Une affluence record de candidats
Dès les premières heures de la matinée, des centaines de jeunes venus de tous les arrondissements du Littoral, des régions voisines et parfois de plus loin, se sont présentés au centre de composition. Une affluence qui témoigne de l’attractivité croissante de ce nouvel espace académique en plein essor.
La sécurité a été assurée avec rigueur par les forces de l’ordre mobilisées pour l’occasion. L’ambiance est restée calme et ordonnée, sans incident majeur à signaler, traduisant une organisation maîtrisée. Des épreuves sélectives et stratégiques
Les candidats ont affronté trois épreuves majeures :
Culture générale (ou knowledge), pour tester la culture et la réflexion critique.
Mathématiques adaptées à chaque spécialité, afin d’évaluer le raisonnement logique.
Une épreuve de spécialité, pour mesurer les connaissances techniques.
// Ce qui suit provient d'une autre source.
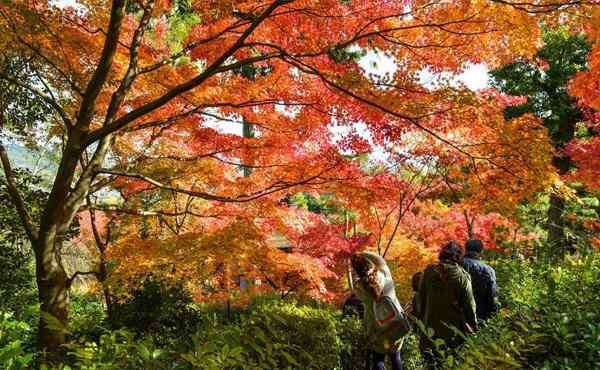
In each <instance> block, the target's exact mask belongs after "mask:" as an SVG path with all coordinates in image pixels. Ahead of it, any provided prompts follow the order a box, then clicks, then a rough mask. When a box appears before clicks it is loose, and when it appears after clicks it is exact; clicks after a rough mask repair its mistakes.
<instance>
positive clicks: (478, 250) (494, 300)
mask: <svg viewBox="0 0 600 370" xmlns="http://www.w3.org/2000/svg"><path fill="white" fill-rule="evenodd" d="M465 250H466V255H465V258H464V259H463V267H464V269H465V270H467V272H468V273H469V275H471V284H472V286H473V295H474V296H475V304H476V306H477V317H478V318H479V319H480V320H482V321H485V320H487V319H489V318H490V317H492V316H494V315H495V314H496V313H497V312H498V308H499V306H498V289H497V286H496V272H495V271H494V269H493V268H491V267H490V266H489V265H487V264H485V263H484V262H482V261H481V254H482V252H483V243H482V242H481V240H474V239H471V240H467V242H466V244H465Z"/></svg>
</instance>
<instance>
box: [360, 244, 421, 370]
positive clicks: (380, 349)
mask: <svg viewBox="0 0 600 370" xmlns="http://www.w3.org/2000/svg"><path fill="white" fill-rule="evenodd" d="M351 263H352V268H353V270H354V271H355V272H356V275H357V278H358V282H357V284H356V294H357V295H358V296H359V298H360V299H361V301H362V302H363V304H364V307H365V315H364V321H365V326H366V330H367V335H368V338H369V339H368V346H369V349H370V351H371V358H372V367H371V368H372V369H373V370H383V369H384V368H385V367H384V366H385V357H386V355H388V356H389V357H390V362H391V364H392V370H401V369H402V368H403V366H402V358H401V356H400V347H401V346H402V341H403V339H404V337H405V336H406V334H407V333H408V332H409V331H410V324H409V323H408V320H407V318H406V315H405V314H404V311H403V310H402V306H401V305H400V302H398V298H397V297H396V290H395V286H394V281H393V279H392V274H391V273H390V269H389V268H388V266H387V264H386V262H385V260H384V259H383V258H382V257H381V256H379V255H377V254H375V253H372V252H361V253H356V254H354V255H353V256H352V259H351Z"/></svg>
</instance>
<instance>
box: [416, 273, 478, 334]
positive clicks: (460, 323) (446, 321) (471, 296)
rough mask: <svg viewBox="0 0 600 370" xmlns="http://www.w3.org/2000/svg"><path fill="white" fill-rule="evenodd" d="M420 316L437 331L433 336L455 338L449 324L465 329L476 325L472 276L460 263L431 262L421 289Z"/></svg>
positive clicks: (424, 323) (475, 314)
mask: <svg viewBox="0 0 600 370" xmlns="http://www.w3.org/2000/svg"><path fill="white" fill-rule="evenodd" d="M418 299H419V306H420V307H419V319H420V320H421V321H423V324H425V327H427V328H431V329H433V331H434V335H433V336H434V338H441V339H444V340H445V341H446V342H450V341H453V340H455V339H456V336H455V333H454V332H453V330H452V329H450V328H449V326H454V327H456V328H457V329H459V330H461V331H463V332H465V329H466V326H465V324H469V325H470V326H471V328H472V329H475V328H476V326H477V317H476V308H475V299H474V298H473V289H472V287H471V277H470V276H469V273H468V272H466V271H465V270H464V269H463V268H462V267H461V266H459V265H458V264H455V263H449V262H445V261H444V262H443V263H437V264H434V265H429V266H428V267H427V268H426V269H425V271H424V273H423V278H422V279H421V285H420V288H419V296H418Z"/></svg>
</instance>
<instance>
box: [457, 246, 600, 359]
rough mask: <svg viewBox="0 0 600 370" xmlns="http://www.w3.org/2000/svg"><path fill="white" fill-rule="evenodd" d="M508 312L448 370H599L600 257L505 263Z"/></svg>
mask: <svg viewBox="0 0 600 370" xmlns="http://www.w3.org/2000/svg"><path fill="white" fill-rule="evenodd" d="M497 270H498V272H500V273H502V274H509V275H508V276H510V279H507V284H506V286H505V288H504V292H503V294H502V296H503V302H504V306H505V307H506V309H504V310H502V313H501V315H500V316H499V317H497V318H495V319H493V320H491V321H490V322H489V323H488V324H487V326H486V327H484V328H483V329H482V330H481V331H480V332H479V333H477V334H476V335H472V336H470V337H469V338H467V343H466V344H465V346H464V348H463V349H462V350H461V352H460V354H459V356H458V357H453V358H448V359H447V362H446V367H447V368H457V367H459V365H460V368H464V369H480V368H503V369H509V368H514V369H518V368H523V367H529V368H531V367H533V368H539V369H594V368H600V296H598V294H597V292H598V291H600V258H599V257H598V256H597V255H592V256H588V257H584V258H580V259H574V258H573V259H569V258H568V259H566V260H565V261H564V262H563V263H561V265H559V266H554V265H548V264H542V263H535V262H528V261H518V260H516V261H507V262H503V263H501V264H500V265H499V266H498V268H497Z"/></svg>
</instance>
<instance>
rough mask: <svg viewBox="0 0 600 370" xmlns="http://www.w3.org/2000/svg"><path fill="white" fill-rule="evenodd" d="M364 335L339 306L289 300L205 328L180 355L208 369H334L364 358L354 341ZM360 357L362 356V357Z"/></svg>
mask: <svg viewBox="0 0 600 370" xmlns="http://www.w3.org/2000/svg"><path fill="white" fill-rule="evenodd" d="M360 341H362V343H364V338H362V326H361V325H360V323H359V322H358V321H357V320H354V319H343V320H341V317H340V313H339V311H337V310H335V311H334V310H331V309H327V308H316V307H311V306H306V305H298V304H296V303H293V302H278V303H264V304H259V305H257V306H254V307H253V308H252V309H251V311H250V312H248V313H246V314H243V315H241V316H240V319H239V322H238V323H235V324H230V325H226V326H221V325H218V324H217V325H214V326H213V327H208V328H205V330H203V331H201V332H200V333H198V335H196V336H195V338H194V344H195V345H194V349H193V350H192V351H190V352H189V353H186V354H184V355H183V356H182V357H183V358H184V359H185V360H186V361H187V362H189V363H190V364H191V365H192V366H200V364H204V366H206V368H208V369H244V368H252V369H273V368H279V369H336V368H341V366H342V362H341V361H342V358H344V359H345V361H347V362H348V363H359V362H358V361H362V362H363V363H364V359H362V360H361V359H360V357H362V356H364V354H363V353H362V352H361V351H352V344H353V342H354V344H357V343H358V342H360ZM363 358H364V357H363Z"/></svg>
Un dispositif pensé pour juger les capacités d’analyse et le potentiel académique des aspirants, dans un processus sélectif rigoureux mais juste, à la hauteur des ambitions de l’institution


Une vision portée par le Pr Jacques Étamé
La création de l’annexe d’Édéa est le fruit d’une initiative visionnaire du Professeur Jacques ÉTAME, directeur de l’IUT de Douala. Figure respectée et éducateur engagé, il œuvre sans relâche pour rapprocher l’enseignement supérieur professionnel des jeunes de la Sanaga-Maritime et du Cameroun tout entier.
À travers ce concours, l’opportunité d’un accès concret à une formation de qualité s’offre désormais aux étudiants, dans un cadre local mais répondant aux standards internationaux.
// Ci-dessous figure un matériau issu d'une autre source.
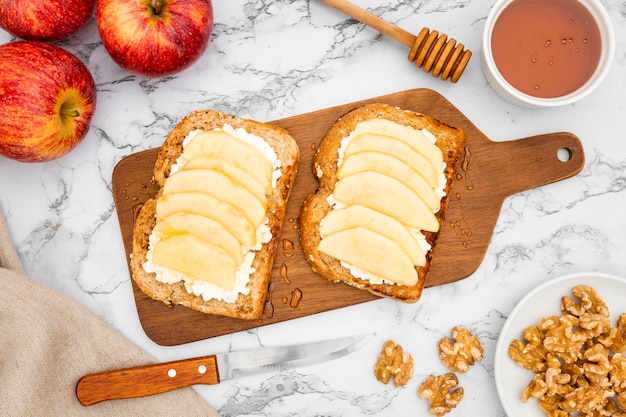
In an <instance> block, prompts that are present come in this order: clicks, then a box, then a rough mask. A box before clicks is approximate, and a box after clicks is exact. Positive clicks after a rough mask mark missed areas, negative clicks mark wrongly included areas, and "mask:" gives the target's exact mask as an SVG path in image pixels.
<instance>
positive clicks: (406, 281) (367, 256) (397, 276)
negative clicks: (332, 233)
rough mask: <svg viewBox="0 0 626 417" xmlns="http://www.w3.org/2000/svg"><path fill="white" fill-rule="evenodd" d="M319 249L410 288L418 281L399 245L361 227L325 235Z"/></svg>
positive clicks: (409, 263)
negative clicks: (330, 234)
mask: <svg viewBox="0 0 626 417" xmlns="http://www.w3.org/2000/svg"><path fill="white" fill-rule="evenodd" d="M319 250H320V252H323V253H325V254H327V255H330V256H332V257H333V258H336V259H339V260H340V261H343V262H346V263H348V264H349V265H351V266H355V267H357V268H359V269H361V270H363V271H365V272H368V273H370V274H373V275H376V276H377V277H381V278H384V279H386V280H389V281H392V282H395V283H397V284H400V285H408V286H411V285H415V283H416V282H417V271H415V268H414V267H413V263H412V262H411V259H410V258H409V257H408V255H407V254H406V253H404V251H403V250H402V249H401V248H400V247H399V246H398V244H397V243H396V242H394V241H393V240H391V239H389V238H386V237H385V236H382V235H379V234H378V233H376V232H373V231H371V230H369V229H366V228H364V227H355V228H353V229H346V230H342V231H340V232H337V233H333V234H331V235H328V236H325V237H324V238H323V239H322V240H321V241H320V245H319Z"/></svg>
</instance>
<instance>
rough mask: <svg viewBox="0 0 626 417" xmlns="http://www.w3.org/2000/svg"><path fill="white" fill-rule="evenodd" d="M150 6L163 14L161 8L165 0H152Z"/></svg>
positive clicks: (155, 12) (161, 8)
mask: <svg viewBox="0 0 626 417" xmlns="http://www.w3.org/2000/svg"><path fill="white" fill-rule="evenodd" d="M150 7H152V9H153V10H154V14H157V15H158V14H161V10H162V9H163V1H162V0H151V1H150Z"/></svg>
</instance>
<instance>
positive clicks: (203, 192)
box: [163, 169, 267, 226]
mask: <svg viewBox="0 0 626 417" xmlns="http://www.w3.org/2000/svg"><path fill="white" fill-rule="evenodd" d="M185 192H203V193H207V194H211V195H212V196H214V197H216V198H218V199H220V200H222V201H224V202H225V203H228V204H230V205H232V206H234V207H237V208H238V209H240V210H241V211H242V212H243V214H244V215H245V216H246V217H247V218H248V220H250V223H252V224H254V225H256V226H259V225H260V224H261V223H262V222H263V221H264V219H265V212H266V211H267V199H266V198H265V195H263V201H259V200H257V199H256V197H255V196H254V195H253V194H252V193H251V192H250V191H248V189H247V188H245V187H244V186H242V185H241V184H239V183H238V182H236V181H235V180H233V179H232V178H230V177H228V176H226V175H225V174H224V173H222V172H221V171H215V170H212V169H191V170H188V171H178V172H177V173H175V174H174V175H172V176H170V177H169V178H167V180H165V184H164V185H163V195H167V194H174V193H185Z"/></svg>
Un nouvel élan académique pour la Sanaga-Maritime
Avec ce concours, l’IUT de Douala, site d’Édéa, s’affirme comme un pôle de rayonnement académique et technique appelé à jouer un rôle central en Afrique centrale. Le pari est lancé, les attentes sont grandes, et l’initiative marque une étape clé pour l’avenir de l’enseignement supérieur technologique au Cameroun.